It’s really hard for me to share things in my life that don’t go as planned.
I am constantly putting this pressure on myself to be a perfect mom, look perfect, have the perfect body, run a super successful business and live this perfect life all the time and it’s a lot.
I’m a perfectionist and my expectations of myself and how my life should be on a day to day basis are often unrealistic
I was recently reminded of this by the universe in a ways that really shook me up. Last week for example...
I had a miscarriage.
It’s uncomfortable for me to share this because in my mind I feel like I’m going to be judged or blamed or maybe people will think I shouldn’t be talking about this publicly or that I shouldn’t be upset because I already have 3 kids and should feel blessed with the family I have. [which I do feel blessed but I was still upset]
I think miscarriage and loss is something that isn’t talked about a lot but happens quite often and after talking with other women who have experienced this I realized so many of us blame ourselves and feel some shame...
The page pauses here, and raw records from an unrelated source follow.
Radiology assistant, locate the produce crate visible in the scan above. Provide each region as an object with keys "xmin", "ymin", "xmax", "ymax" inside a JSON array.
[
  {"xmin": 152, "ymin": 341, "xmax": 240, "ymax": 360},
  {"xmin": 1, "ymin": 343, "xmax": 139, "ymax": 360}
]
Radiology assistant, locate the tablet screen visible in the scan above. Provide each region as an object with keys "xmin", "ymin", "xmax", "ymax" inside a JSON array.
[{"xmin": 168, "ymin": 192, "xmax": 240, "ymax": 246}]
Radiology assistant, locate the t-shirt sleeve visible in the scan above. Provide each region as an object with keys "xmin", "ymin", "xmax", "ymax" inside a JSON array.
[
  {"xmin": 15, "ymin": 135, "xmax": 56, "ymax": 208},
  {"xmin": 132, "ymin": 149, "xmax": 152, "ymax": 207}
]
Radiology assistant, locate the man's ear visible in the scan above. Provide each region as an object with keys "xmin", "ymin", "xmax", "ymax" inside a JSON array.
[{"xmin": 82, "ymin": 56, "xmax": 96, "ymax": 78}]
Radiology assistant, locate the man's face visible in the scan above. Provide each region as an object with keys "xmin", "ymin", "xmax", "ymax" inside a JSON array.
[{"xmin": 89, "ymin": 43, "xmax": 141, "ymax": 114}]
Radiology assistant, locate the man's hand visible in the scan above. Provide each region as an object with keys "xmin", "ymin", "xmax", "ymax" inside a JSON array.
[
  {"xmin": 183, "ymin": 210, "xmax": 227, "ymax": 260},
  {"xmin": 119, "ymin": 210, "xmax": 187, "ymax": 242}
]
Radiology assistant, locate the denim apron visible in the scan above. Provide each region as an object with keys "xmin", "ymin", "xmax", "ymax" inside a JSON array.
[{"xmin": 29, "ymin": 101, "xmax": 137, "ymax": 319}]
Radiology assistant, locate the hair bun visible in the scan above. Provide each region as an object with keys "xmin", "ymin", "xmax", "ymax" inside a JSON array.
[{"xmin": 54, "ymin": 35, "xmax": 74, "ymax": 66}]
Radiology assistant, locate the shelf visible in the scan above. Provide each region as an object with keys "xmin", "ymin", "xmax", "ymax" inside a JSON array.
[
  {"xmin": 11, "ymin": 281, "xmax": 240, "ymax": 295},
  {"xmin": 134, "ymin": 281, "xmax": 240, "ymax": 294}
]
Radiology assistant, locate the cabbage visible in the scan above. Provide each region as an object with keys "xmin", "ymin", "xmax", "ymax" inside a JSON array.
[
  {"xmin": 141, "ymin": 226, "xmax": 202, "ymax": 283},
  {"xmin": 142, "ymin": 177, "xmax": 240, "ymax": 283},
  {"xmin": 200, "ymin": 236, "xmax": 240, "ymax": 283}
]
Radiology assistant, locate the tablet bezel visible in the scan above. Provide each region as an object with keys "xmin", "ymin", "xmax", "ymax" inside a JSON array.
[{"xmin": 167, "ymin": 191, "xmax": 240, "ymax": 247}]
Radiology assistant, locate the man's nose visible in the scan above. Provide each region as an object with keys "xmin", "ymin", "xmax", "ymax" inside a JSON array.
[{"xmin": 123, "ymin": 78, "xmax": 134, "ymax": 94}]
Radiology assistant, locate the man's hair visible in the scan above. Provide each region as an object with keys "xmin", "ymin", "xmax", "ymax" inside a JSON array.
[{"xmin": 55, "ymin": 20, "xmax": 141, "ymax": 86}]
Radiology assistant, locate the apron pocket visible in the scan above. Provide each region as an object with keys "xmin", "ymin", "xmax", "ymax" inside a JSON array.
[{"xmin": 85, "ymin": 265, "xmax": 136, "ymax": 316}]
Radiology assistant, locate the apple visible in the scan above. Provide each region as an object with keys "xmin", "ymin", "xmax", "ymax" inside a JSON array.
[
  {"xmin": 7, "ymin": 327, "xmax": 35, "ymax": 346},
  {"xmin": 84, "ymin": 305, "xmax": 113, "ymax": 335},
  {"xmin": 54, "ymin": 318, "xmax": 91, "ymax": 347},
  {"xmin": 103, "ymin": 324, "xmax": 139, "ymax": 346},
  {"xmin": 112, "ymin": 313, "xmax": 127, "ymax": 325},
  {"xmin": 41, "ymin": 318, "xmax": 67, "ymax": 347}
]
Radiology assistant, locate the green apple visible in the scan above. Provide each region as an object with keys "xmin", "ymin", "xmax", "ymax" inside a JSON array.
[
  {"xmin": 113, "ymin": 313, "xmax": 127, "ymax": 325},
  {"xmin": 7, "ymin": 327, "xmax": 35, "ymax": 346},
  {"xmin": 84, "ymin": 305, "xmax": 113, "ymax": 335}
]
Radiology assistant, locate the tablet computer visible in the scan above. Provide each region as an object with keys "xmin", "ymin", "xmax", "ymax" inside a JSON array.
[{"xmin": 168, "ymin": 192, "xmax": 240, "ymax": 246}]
I mean I eat healthy, I workout, I take care of myself how could this happen to me? That’s the thing I realized though. That’s the lesson I learned.
You can do everything “right” and really it doesn’t matter. There is always a bigger plan. Something else in the works and everything that happens in our life is happening FOR US, not to us.
So as much as this post is super hard for me to share, I’m f*cking sharing because I will not being held prisoner my my thoughts or by the feeling of shame that I’m trying to work through. I want to be able to freely talk about the hard things with others so that we can all be ok with sharing and talking about the hard things.
I want to be open and honest during my challenging times so that I can lean on others and have others lean on me during their hard times rather than bottle sh*t up and pretend it never happened. [like I use to do and many of women I know do]
So yea this is my story and why I haven’t really been posting and blogging much lately.
I feel ok and I’m continuing to heal and Ryan and I will most likely try for another baby soon.
So to all my friends out there thanks for listening and following along. I want to be transparent and real and will be using my social media platform and blog for that from here on out.